Re: A simple point few seem to get
by
transboy
11/24/2007, 7:23 PM #
The article doesn't mention IQ, but the connection is there to be drawn when you look at the research on brain size and IQ.
And that connection may sound preposterous until you read the research. Have you read the article Saletan posts by Rushton and Jensen and particularly that section? It is pretty convincing (even if Rushton is racist) and they site a number of credible sources.
You wanted a study so here's one: <link>
Conclusion: "Several recent studies using magnetic resonance imaging (MRI) have indicated that a substantial correlation (mean r = ≈0.4) exists between brain size and general cognitive performance, consistent with the hypothesis that the payoff for increasing brain size was greater general cognitive ability. However, these studies confound between-family environmental influences with direct genetic/biological influences. To address this problem, within-family (WF) sibling differences for several neuroanatomical measures were correlated to WF scores on a diverse battery of cognitive tests in a sample of 36 sibling pairs. WF correlations between neuroanatomy and general cognitive ability were essentially zero"
So, no there isn't necessarily a meaningful correlation between brain size and IQ.
The second confound that the studies Rushton and Jensen cite is that comparing brain sizes WITHIN groups is different than comparing brain sizes BETWEEN groups. The fact that Eskimos have the largest brains in the world, yet score low on IQ tests is proof of this (it's actually mentioned in Lynn's book as an anomoly). The same is true for other populations in Siberia who live in very cold regions. Their heads are larger but their IQ is the same as other European populations. Environment has selected for head size in these particular populations and not in others - so there is no valid comparison between brain sizes of populations.
Clearly "size isn't everything"--no one is claiming that it is. A correlation of .4 between size and IQ, which the research seems to suggest, is just modest. It is the same correlation of grades and IQ, by the way, and thus we will have the same issues where individuals conflict with and group averages. If this research is right, we would expect that some people will be exceptions and have smaller brains and yet higher IQs (Einstein might be one famous exception). But taken over large populations even this modest correlation (as with grades) would lead to quite substantial differences.
The study above addresses the confounding variables that give the .4 correlation.
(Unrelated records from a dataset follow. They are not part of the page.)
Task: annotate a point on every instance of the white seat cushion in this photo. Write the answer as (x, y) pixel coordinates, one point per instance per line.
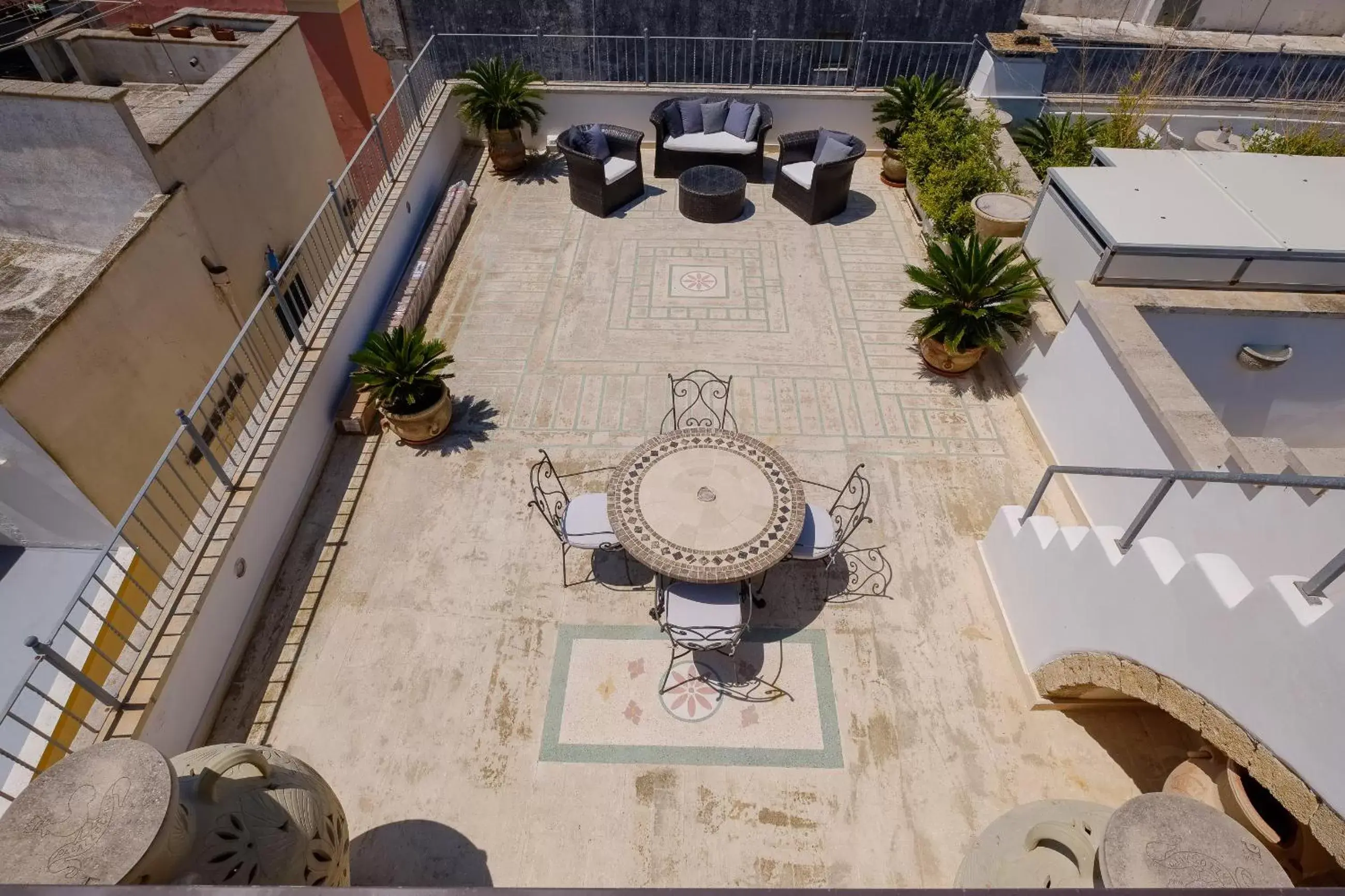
(719, 142)
(708, 608)
(615, 169)
(586, 524)
(819, 531)
(799, 172)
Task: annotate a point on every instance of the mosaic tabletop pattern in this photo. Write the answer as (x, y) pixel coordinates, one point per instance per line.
(707, 506)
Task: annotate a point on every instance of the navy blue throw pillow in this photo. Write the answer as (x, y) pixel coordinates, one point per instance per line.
(591, 142)
(822, 142)
(692, 120)
(740, 116)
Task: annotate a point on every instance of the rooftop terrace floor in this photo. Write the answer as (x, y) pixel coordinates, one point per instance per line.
(485, 724)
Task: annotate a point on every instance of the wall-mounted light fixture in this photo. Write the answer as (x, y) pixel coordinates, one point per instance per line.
(1263, 358)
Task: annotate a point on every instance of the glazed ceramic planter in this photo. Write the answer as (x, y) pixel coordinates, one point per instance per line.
(940, 360)
(893, 169)
(506, 149)
(423, 426)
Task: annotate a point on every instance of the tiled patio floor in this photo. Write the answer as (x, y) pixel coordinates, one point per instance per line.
(483, 724)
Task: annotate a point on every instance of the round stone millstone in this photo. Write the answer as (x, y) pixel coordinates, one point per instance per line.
(91, 818)
(1175, 841)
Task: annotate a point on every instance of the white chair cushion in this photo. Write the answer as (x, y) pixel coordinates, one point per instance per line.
(615, 169)
(819, 531)
(719, 142)
(799, 172)
(703, 606)
(586, 524)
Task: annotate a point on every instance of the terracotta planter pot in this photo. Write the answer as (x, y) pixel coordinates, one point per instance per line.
(506, 148)
(940, 360)
(1001, 214)
(424, 426)
(893, 169)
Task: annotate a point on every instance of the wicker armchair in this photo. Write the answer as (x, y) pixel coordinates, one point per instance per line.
(670, 163)
(590, 187)
(830, 187)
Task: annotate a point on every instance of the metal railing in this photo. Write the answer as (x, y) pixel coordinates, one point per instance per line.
(745, 62)
(1195, 72)
(1312, 589)
(80, 668)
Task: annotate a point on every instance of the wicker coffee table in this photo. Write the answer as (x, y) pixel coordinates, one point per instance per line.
(705, 506)
(712, 194)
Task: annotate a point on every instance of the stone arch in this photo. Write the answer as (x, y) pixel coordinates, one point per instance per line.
(1078, 671)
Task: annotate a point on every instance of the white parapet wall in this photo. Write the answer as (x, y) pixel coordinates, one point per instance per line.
(1258, 650)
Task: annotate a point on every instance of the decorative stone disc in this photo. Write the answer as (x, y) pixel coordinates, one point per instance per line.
(707, 506)
(89, 818)
(1175, 841)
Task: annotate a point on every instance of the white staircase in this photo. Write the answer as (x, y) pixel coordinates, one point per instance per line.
(1262, 652)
When those are controlled for, the .4 correlation disappears.
So the genes article, if you read it (or summaries of it), says that the genes for larger brains are more widely distributed in Asian than European populations and more in European than African. And Rushton and Jensen's article discusses how brain size, according to multiple studies, moves in that order as well. And all IQ studies suggest that exact same order of IQ distributions (Asian highest, etc.).
If this was true, we would expect Ashkenazi Jews to have the largest brains. Do they? I've seen no evidence. Did Einstein? No.
This is all very easy to connect--don't you see it?. It requires some kind of kind of scientific response from critics (I have yet to hear a good scientific, non-anecdotal, non-morals based response). In the journal with Rushton and Jensen's article, several scholars did respond but none actually countered that evidence.
I cited a study above. The relationship between IQ and races is also not clear because there is cultural bias in the IQ tests. When they are addressed the disparities in IQ disappears. Here's a study about it: <link>
That study is essentially the anti-thesis of Jensen's hypothesis regarding IQ and g. There are also methodological problems inherent with g as statiticians point out: <link> as do other psychologists: <link>
The problem with Saletan's article is that he did not bring up any of this, so well meaning people like you have clearly been mislead. That's not to say some of the assertions don't have any basis - there are some ambigious questions but at least present more than one side of the story.